Going further, many popular video sharing sites such as Youtube now have 60 frames per second support. Sadly what that means for the Hauppauge PVR Rocket is that if you want to record at that magic number, you’re going to have to drop the resolution down from 1080p to 720p. And to me that is a bit disappointing as one of its competitors, the Elgato HD60, can record at 1080p @ 60 frames per second and is only $20 dollars more expensive or evenly priced depending if you can get it on sale.
Is the Hauppauge HD PVR Rocket 1540 for you?

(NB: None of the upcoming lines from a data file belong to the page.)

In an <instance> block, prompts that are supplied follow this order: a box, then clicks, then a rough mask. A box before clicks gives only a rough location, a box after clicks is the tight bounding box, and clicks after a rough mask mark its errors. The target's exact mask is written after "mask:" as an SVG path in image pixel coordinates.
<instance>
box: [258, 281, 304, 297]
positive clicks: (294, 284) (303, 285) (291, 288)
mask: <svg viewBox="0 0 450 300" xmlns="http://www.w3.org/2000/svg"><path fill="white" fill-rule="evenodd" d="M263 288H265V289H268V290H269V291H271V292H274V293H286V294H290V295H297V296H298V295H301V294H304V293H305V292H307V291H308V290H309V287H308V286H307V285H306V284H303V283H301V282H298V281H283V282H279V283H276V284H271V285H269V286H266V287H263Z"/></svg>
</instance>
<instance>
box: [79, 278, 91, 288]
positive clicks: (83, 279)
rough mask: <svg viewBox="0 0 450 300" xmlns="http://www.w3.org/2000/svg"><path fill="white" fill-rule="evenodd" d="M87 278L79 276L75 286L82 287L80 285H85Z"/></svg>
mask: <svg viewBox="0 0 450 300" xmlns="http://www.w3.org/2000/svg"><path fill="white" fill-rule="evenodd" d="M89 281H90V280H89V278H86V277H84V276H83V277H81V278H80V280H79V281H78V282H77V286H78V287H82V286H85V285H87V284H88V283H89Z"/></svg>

If you don’t have any issues with the maximum recording at 1080 @ 30 frames per second, then you can’t go wrong with the Hauppauge PVR Rocket 1540. Despite the lack of 1080p @ 60 frames per second recording, the device is top notch, easy to use and still provides quality recordings. There are few PlayStation 4 or Xbox One titles that are truly presented at 1080 @ 60 frames per second and even testing with those I was more than happy with the video footage that I captured. Keep in mind that the Hauppauge PVR Rocket 1540 can be found at 20-30 dollars cheaper than it’s nearest competitor, the Elgato HD60, while still remaining super portable. Lastly, the fact that record game footage by just connecting it to a game console without the need of a computer, pushes this over the top in my eyes. Just drop it into your bag or whatever you use to transport your gaming items and you’re set.
To me the positives and there are several of them, out weigh the one negative I have with the Hauppauge HD PVR Rocket 1540. However as more and more games go the 1080p 60 frames per second route, capturing them at 30 frames per second simply isn’t going to cut it going further and if you’re planning on just using this for the PlayStation 4, Xbox One or even PC then I would recommend looking else where for your capturing duties.
Hopefully, Hauppauge keeps all the positives of the Hauppauge HD PVR Rocket 1540 on the next version, one that gives a 1080p @ 60 frames per second option.
Small device that is willing to encode for a price
- Very portable and does not require a computer to operate
- Video encodes in H.264 and provides a nice bitrate at 17Mbs.
- One touch recording makes recording a breeze
- Compatible with the PS3, PS4, Xbox 360, Xbox One, Wii U and PC
- Limited to a maximum recording of 1080p @ 30 frames per second, which may put people off, especially PC gamers.
- The software provide is limited but does what you need it to.